Mexicans and Mexican Americans experienced Repatriation in the 1930s. Repatriation was an ideology constructed by those in power, the government. Repatriated simply means being deported to the land you descendant from. This forced deportation led to the deportation of American citizens. Thousands of families were FORCED out of their homes and put onto trains with a Mexico destination. The Mexican community was removed from as well as the Japanese community located in Boyle Heights.

The United States was in war with Japan in the 1940s, this created a fear of Japanese Americans who lived in congregated neighborhoods.

Propaganda such as these were seen throughout the United States. This made the Dominant community (white people) scared. The government then decided on the worst idea possibly imagined. The government REMOVED Japanese Americans from their homes and imprisoned them in “Internment Camps”. This was no happy summer camps, many letters like the one shown below, describe the horrible conditions people faced. More letters and artifacts can be found at the Japanese American National Museum.

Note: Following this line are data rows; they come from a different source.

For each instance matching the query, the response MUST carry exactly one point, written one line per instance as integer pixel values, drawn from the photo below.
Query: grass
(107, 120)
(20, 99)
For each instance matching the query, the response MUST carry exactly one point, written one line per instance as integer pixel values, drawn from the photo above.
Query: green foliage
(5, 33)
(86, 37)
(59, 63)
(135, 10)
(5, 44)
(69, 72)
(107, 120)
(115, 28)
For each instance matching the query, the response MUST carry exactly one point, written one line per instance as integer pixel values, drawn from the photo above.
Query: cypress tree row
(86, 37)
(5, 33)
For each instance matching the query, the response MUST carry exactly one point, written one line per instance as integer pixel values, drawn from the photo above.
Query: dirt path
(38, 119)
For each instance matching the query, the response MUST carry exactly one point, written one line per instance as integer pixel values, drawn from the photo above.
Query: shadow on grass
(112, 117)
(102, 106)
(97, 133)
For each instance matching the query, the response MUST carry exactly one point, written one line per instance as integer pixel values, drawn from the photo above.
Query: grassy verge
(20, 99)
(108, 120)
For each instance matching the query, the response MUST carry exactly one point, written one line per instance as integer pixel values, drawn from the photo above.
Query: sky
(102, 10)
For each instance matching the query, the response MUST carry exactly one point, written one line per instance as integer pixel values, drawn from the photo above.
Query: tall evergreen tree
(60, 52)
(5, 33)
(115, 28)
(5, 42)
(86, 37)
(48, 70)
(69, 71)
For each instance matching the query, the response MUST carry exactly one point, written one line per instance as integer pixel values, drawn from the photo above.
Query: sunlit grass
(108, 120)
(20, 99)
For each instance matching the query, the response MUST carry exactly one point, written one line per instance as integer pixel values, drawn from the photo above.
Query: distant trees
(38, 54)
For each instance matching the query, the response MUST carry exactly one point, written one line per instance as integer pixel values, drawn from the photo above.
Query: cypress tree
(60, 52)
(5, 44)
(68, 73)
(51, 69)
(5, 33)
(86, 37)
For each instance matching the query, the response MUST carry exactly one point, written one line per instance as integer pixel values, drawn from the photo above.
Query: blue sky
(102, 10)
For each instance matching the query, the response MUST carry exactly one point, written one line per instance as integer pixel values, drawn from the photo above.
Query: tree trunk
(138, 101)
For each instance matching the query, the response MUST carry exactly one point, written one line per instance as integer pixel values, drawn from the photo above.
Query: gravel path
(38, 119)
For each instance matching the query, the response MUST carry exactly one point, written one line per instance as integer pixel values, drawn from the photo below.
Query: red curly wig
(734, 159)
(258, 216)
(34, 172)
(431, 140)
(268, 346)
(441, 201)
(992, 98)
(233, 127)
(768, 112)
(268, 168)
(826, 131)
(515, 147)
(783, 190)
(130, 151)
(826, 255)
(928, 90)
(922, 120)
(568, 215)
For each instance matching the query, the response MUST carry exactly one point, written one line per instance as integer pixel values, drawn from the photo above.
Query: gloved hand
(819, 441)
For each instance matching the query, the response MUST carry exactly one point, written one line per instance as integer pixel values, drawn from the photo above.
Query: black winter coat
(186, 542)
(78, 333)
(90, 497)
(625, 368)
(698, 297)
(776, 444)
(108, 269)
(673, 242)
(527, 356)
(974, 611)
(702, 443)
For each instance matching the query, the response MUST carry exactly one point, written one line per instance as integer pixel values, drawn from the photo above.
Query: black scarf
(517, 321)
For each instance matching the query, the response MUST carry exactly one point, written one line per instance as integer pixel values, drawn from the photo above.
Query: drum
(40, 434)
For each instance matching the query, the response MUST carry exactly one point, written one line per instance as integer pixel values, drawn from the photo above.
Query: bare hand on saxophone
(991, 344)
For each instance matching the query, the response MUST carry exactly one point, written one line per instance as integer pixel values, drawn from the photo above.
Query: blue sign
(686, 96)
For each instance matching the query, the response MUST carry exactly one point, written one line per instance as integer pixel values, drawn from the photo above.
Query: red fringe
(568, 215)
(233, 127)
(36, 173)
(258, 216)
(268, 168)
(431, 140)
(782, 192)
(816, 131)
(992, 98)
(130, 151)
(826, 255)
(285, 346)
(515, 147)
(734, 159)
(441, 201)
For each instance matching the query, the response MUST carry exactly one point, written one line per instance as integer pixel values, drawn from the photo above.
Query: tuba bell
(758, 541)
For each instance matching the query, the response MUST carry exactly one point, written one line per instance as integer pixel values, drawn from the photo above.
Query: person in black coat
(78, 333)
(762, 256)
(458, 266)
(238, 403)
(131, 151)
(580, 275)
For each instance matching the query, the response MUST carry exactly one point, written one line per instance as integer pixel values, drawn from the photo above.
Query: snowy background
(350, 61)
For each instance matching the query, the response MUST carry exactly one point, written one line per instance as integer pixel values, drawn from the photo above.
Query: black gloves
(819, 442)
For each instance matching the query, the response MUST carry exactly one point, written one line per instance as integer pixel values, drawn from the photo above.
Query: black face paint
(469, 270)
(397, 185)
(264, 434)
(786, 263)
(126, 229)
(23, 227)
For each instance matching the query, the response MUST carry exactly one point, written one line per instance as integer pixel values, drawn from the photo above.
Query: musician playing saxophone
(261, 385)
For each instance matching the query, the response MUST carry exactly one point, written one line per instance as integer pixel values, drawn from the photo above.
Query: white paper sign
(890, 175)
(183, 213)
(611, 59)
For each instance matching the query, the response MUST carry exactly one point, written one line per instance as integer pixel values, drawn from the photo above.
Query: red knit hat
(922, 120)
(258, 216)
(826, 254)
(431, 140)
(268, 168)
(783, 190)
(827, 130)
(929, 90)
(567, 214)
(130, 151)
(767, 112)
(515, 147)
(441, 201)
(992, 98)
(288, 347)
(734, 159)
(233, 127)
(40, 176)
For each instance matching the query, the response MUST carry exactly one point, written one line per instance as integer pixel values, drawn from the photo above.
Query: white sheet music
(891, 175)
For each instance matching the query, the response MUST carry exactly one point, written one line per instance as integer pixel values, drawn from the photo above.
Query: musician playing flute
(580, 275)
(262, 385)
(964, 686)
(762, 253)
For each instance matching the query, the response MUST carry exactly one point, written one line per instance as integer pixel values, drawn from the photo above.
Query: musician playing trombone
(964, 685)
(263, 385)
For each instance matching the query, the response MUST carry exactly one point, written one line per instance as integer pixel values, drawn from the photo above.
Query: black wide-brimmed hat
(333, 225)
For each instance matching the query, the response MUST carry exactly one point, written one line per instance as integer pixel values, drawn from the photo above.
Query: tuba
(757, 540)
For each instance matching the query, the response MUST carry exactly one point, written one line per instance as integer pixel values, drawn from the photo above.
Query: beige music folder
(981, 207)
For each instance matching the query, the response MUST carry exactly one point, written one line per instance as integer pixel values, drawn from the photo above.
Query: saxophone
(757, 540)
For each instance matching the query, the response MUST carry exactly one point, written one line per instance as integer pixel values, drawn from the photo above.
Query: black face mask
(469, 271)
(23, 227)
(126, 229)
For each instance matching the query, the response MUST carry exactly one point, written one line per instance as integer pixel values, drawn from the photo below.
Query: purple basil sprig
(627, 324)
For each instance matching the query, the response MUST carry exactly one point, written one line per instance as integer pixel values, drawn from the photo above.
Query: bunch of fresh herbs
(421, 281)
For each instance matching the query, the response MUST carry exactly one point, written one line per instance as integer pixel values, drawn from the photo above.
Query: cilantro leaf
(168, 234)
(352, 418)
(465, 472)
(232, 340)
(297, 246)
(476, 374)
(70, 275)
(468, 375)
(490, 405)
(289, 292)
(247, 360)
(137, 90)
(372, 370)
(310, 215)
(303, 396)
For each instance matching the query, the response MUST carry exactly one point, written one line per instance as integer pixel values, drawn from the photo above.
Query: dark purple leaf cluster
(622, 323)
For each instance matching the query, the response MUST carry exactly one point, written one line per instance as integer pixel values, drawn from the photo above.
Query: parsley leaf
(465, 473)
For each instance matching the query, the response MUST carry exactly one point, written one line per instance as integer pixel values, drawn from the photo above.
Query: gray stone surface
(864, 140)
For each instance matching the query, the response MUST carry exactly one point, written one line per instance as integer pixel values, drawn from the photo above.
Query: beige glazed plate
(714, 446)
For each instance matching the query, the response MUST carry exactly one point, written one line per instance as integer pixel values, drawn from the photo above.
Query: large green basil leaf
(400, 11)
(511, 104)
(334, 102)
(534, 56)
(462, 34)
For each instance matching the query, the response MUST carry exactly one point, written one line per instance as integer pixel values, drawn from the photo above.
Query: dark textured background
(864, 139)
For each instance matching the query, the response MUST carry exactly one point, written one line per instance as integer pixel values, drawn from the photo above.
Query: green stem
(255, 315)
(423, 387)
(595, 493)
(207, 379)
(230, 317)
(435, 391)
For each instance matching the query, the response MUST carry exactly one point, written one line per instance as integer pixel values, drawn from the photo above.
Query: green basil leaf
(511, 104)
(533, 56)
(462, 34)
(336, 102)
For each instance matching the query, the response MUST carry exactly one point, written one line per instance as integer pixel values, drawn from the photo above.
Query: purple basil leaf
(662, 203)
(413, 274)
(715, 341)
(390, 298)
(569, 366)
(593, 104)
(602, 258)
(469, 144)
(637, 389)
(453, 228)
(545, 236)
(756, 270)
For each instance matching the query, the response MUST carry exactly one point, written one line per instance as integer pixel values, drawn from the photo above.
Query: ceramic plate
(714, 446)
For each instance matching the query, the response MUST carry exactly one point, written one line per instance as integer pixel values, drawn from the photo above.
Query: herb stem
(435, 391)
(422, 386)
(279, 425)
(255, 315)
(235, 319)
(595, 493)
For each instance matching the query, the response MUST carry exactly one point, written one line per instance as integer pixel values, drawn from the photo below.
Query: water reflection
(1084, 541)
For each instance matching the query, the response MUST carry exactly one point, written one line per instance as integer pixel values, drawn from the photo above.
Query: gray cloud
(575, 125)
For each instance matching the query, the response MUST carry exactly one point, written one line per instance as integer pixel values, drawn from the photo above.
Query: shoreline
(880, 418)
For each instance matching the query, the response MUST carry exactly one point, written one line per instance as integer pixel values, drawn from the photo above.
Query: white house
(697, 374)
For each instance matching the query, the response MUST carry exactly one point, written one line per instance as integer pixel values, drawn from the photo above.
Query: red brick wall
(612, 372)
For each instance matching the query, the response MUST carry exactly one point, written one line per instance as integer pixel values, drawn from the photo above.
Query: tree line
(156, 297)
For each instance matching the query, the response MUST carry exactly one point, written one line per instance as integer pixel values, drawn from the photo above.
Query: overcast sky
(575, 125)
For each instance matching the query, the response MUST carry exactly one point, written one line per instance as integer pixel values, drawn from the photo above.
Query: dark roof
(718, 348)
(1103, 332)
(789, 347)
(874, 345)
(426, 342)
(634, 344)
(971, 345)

This letter is a communication maintained by two friends, a Japanese-American girl and an African American girl. The Japanese American girl located in an Internment camp and the African American girl is located at home, Boyle Heights

This is a photography of the friends who were writing letters to each other. By virtue of living in Los Angeles one is going to be in different places with different people. The interactions that you have are going to be shaped by other people. History demonstrates the same understanding by showing us how racial histories connect. 
African American History is also shaped by removal. Urban Renewal REMOVED many African American families from their communities and placed them into Projects. Places where African Americans lived in were classified as “red” meaning least favorable areas. These classifications made it difficult for people to own property in neighborhoods they once lived in. this resulted in the REMOVAL of Jewish Americans living in Boyle Heights. After World War 2 Jewish Americans found themselves classified as white, making it difficult to own property in places that were marked “for blacks”, like Boyle Heights. There isn’t a single Jewish person living in Boyle Heights as of now but their presence is still notable.

A beautiful picture of Boyle Heights depicting the interconnection of two cultures in one space.
This restaurants’ first owner was a Jewish Business man in the year 1920s.